You can also use other verb tenses and could probably come up with countless variations using the same basic premise. It's a simple but fun game that takes the place of otherwise monotonous drilling.

Unlike many of the games and activities I post here, I can claim this one as an original. I have had good success with it though it probably maxes out at about twenty minutes.

Though this game uses dice, it is also one type of a whole classification of games I call “grid games.” In the coming weeks I will be posting more of them here.

Interested in more classroom games and activities? Try the following:

Present Perfect

Modal Verbs

The Passive Voice

Likes and Dislikes

Reading Activities: Writing on the Wall


Anonymous said...

Great game idea! It's great to see another game enthusiast who understands the role that different games can play in a lesson.

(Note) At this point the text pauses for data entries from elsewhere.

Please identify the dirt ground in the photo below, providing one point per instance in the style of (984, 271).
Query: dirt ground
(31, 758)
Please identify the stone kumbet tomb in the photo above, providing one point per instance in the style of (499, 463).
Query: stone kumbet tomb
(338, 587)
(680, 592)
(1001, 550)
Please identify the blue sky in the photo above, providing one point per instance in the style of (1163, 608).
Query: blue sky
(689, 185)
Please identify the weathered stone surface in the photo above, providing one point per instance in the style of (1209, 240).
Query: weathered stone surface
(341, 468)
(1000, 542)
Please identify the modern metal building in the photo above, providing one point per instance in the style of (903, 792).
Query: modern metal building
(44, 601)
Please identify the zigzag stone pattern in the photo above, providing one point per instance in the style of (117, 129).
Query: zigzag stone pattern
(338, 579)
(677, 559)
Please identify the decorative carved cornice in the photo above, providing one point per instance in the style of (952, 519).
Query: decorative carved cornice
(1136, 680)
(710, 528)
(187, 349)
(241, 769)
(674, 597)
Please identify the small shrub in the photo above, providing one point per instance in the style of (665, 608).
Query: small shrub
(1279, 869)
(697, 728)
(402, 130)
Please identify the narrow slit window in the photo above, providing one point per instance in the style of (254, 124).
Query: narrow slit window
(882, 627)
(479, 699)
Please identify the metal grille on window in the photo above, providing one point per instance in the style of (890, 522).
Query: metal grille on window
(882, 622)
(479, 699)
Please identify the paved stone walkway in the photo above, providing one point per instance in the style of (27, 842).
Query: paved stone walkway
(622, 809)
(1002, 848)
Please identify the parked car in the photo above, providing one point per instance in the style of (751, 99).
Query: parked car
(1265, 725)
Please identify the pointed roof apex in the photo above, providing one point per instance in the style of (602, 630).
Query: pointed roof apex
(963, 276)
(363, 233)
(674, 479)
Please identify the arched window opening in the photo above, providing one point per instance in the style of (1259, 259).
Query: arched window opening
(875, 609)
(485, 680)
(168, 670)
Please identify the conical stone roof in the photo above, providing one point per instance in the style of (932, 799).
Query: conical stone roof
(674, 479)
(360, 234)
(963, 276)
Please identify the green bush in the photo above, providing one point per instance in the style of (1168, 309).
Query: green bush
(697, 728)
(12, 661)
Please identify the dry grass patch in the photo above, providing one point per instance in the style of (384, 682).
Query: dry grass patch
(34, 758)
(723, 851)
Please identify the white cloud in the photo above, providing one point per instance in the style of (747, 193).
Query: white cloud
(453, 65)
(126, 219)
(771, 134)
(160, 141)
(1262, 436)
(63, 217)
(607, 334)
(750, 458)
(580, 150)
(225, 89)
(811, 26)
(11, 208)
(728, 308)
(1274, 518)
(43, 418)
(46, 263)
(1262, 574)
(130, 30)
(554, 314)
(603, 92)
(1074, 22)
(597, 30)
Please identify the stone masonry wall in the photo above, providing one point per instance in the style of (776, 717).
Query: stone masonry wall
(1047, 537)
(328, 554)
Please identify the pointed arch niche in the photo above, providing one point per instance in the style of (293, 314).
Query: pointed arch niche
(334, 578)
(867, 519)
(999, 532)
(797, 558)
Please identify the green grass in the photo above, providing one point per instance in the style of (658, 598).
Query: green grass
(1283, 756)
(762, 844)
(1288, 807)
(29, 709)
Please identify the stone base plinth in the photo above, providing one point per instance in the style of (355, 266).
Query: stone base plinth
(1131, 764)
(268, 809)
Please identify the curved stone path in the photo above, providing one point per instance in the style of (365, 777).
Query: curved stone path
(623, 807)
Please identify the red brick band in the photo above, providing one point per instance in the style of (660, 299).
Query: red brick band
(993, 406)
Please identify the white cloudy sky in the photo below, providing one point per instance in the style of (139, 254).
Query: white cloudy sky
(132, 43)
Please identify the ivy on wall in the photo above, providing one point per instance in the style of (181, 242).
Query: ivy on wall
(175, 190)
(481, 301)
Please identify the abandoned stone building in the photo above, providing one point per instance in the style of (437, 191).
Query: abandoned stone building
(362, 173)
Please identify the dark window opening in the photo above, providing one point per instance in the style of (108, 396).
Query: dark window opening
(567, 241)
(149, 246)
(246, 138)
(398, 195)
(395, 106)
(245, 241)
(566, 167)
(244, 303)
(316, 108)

I used to use a smaller grid and allow teams with correct answers to submit (secretly) a new word for the space they just won on. This would often add to the humor.

Anonymous said...

What an idea! I was just looking for a fun, low prep game for practising the past simple, and BANG! There it is.



Peter said...

I intend to use this tomorrow thank you very much. It looks like a heap of fun.


Anonymous said...

Thank's it look's a fun and good game for my students!!!

Anonymous said...

wooww great idea,I was looking for a game to practise past tense,that will be brilliant and please keep your fingers crossed for me because this game will also help me to get the job in a secondary school...thanks and good luck to everyone!!!

caludia said...

This game sounds so good! I will definetely try it tomorrow
Thank you for the idea

Anonymous said...

A really nice idea. Thanks. :)

Anonymous said...

Great! thanks! Keep them coming

Anonymous said...

great game.I am going to try this tomorrow, will let you know how it goes

Anonymous said...

excelent. thanks!!

Anonymous said...

Thanks. Gave me a new way to get the class using the language.

Anonymous said...

Excellent Game!

Anonymous said...

What is the game supposed to teach our students???? Seriously??? You want them to come up with sentences like, 'I killed a dog last week' or 'I kicked a cat.'?????

Anonymous said...

I think you can change the words to whatever you wish to teach your students but the game is really great!! Thanks for sharing.